He paused another moment before starting down the steps to the first floor. He had to admit, Hezbollah’s attack might be low-tech, but it included a well-thought-out battle plan. Men who didn’t mind dying, and thought it bought them a first-class ticket to paradise, held an incredible edge over warriors who were trying to kill the enemy and stay alive at the same time.
Bottom line in this situation was that the sooner Bolan wiped out all the terrorists on the first floor, the sooner the bomb would go off and destroy the chapel and probably the police officers surrounding it. Not to mention him.
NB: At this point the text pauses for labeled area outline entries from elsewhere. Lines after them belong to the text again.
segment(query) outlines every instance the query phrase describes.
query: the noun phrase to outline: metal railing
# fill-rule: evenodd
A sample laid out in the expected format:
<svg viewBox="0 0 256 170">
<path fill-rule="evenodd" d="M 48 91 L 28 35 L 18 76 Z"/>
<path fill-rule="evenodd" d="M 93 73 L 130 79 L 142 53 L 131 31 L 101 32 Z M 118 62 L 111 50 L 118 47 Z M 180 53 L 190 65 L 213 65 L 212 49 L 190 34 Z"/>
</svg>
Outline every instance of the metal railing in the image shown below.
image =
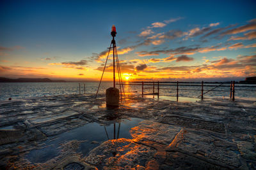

He was fighting himself on this one.
* * *
THE CHAPEL WAS SMALL in comparison to most churches, and built of irregular stones that formed both the inside and the outside walls. One main room per story, with the staircase near the middle of each.
That meant that from where he stood presently, at the top of the steps, Bolan had a clear view of about half the ground level. The up side to this situation was his superior position. The down side was that many men firing out through the shattered stained glass windows could see him if they turned around.
And there were bound to be more Hezbollah out of sight behind the open staircase.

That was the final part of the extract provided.